At the most basic of levels, the collectors of data are humans and every human has a set of biases that guide every aspect of their world, every day. Human bias and prejudice directly influence and create every dataset today. These datasets are imbued with the conscious and unconscious beliefs and dispositions of the humans that create data and or data ingestion systems. Thus, a lot of the data in the world is flawed.
If this flawed data is fed into an algorithm that produces results, which guide decisions for the future, the loop of biased AI decision-making is unleashed, once again, upon the world and the vicious cycle continues.
In order to protect our future from incorrect assumptions, bad decisions, or discriminatory practices, we must interrogate the data that we create and use.
Today’s data is flawed, which means we’re living in a flawed reality. Future AI solutions will be riddled with discrimination if we aren’t honest about our current reality. While no dataset will ever be perfect, we must recognize the flaws in the process of collecting data in order to fix it. Additionally, each AI practitioner is also human and brings their issues to the application of their knowledge and skills to AI development. The people who interpret the results of AI solutions bring their own belief systems and positions. The entire pipeline is prone to the inclusion of flaws at many points, which means it is imperative that the process chain be examined holistically.
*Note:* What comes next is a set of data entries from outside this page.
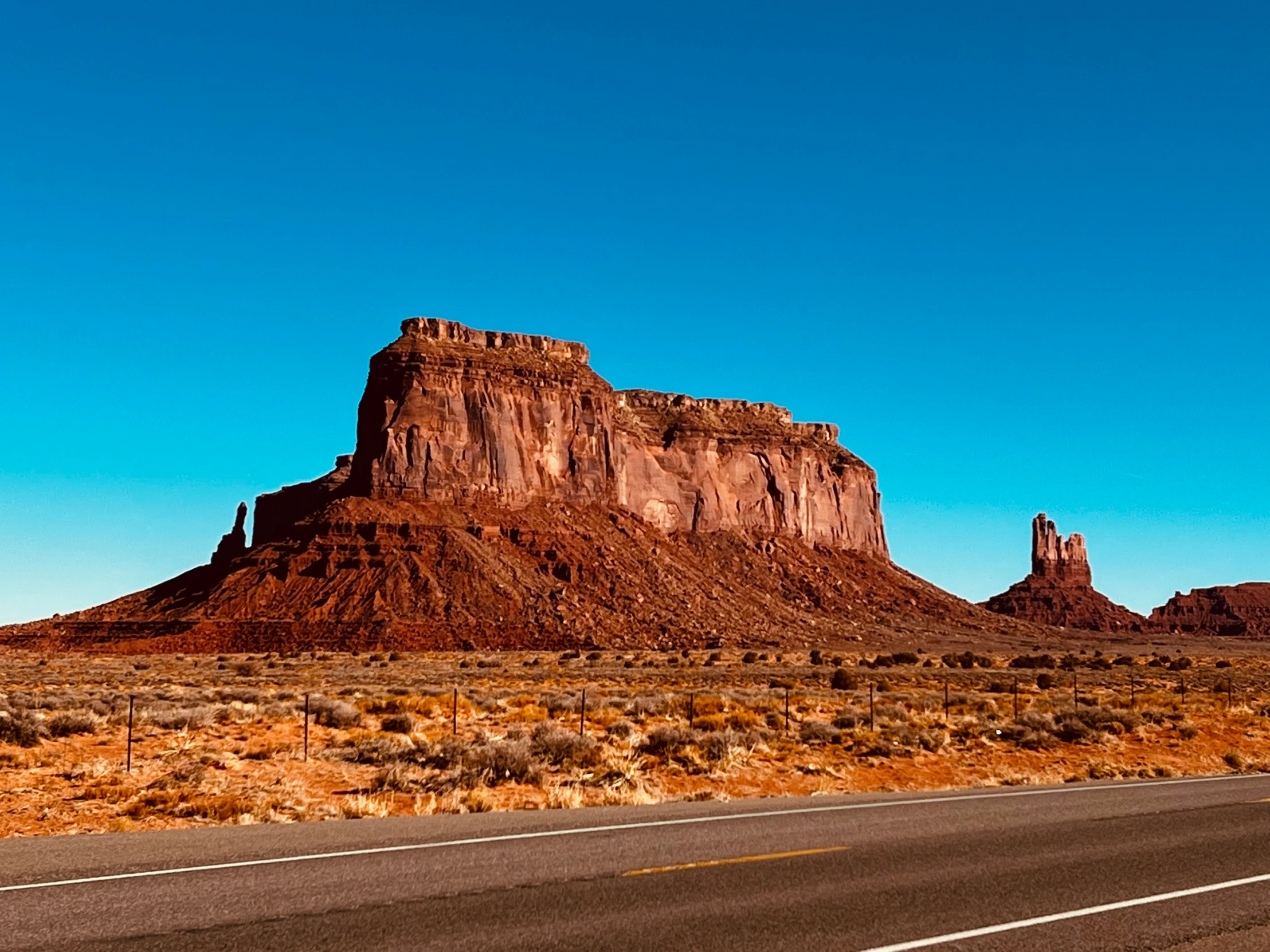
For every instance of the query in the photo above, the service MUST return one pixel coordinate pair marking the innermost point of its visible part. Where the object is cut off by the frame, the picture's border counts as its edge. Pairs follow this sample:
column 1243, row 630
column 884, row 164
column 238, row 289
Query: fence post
column 128, row 757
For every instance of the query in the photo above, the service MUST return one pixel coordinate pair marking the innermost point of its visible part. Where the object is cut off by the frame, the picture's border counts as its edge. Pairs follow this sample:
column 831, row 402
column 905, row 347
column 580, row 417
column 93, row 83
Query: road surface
column 1183, row 863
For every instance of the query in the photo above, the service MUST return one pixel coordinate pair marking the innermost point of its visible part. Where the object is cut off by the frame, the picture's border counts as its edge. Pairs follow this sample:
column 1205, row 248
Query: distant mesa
column 503, row 495
column 1060, row 591
column 1232, row 611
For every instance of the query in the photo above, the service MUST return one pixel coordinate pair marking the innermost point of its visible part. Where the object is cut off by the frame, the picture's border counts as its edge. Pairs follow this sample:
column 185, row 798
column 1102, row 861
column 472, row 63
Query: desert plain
column 221, row 739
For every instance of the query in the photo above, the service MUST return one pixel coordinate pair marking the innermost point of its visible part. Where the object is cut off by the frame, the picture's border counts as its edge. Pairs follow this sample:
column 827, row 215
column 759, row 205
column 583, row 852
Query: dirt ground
column 221, row 739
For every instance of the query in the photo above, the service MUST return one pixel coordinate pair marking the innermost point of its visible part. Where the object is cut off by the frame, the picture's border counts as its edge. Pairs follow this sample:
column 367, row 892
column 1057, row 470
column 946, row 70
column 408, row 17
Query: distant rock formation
column 503, row 495
column 1235, row 611
column 233, row 542
column 1053, row 557
column 457, row 415
column 1060, row 589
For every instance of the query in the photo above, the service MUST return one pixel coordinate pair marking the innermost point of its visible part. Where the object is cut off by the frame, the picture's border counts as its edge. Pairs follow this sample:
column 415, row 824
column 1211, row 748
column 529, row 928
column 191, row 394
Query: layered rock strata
column 1233, row 611
column 1060, row 589
column 453, row 414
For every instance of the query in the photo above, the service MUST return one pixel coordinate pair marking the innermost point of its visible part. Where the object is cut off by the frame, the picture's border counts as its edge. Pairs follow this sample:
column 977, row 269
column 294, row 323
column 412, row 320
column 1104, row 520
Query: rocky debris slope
column 503, row 495
column 1238, row 611
column 386, row 573
column 1060, row 589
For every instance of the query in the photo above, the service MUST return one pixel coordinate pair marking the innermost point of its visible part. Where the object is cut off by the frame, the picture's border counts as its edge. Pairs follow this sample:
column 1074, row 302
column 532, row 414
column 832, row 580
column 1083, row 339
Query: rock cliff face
column 502, row 494
column 1053, row 557
column 1060, row 589
column 1238, row 611
column 453, row 414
It is critical to deeply understand the current state of everything that touches the data and the data ecosystem in order to spot undesirable discrepancies. Failure to do so will create a feedback loop of harmful assumptions baked into an AI architecture that then recycles those assumptions into the applications it was created for, essentially resulting in a perpetual cycle of artificial implicit bias. Some of these assumptions are racist, ableist, or sexist, and if they aren’t spotted, these assumptions feed into an AI landscape that will most likely have a devastating impact on a global scale.
For example, when examining police data for traffic stops, the data cannot be taken at face value. Some of the discrepancies may be innocuous, like the varied verbiage and semantics associated with particular police incidents across stations. Each department may interpret the definition of a traffic stop slightly differently. Traffic stops are ultimately a human endeavor, meaning the biases in these human interactions become the default as soon as the data is used in AI solutions, for everything from predictive policing to traffic optimization.
A Better Reality
The key component to solving this problem is intentional and meaningful diversity up and down the value chain. Ideally, diversity starts with the people who are generating the data, which means they must be aware of their biases and actively seek to remove its impact. There must be diversity in the team that is building the tools. There must be diversity in the team that evaluates the data. Blind spots must be identified and corrected, and it takes a diverse team of individuals to fill in the gaps and right the ship. This process takes time and may involve a lot of trial and error.
The importance of recognizing our flawed reality and taking steps to correct it cannot be understated. If we are to create a future that leverages artificial intelligence, we must understand that the data we feed the future now is literally a matter of life and death.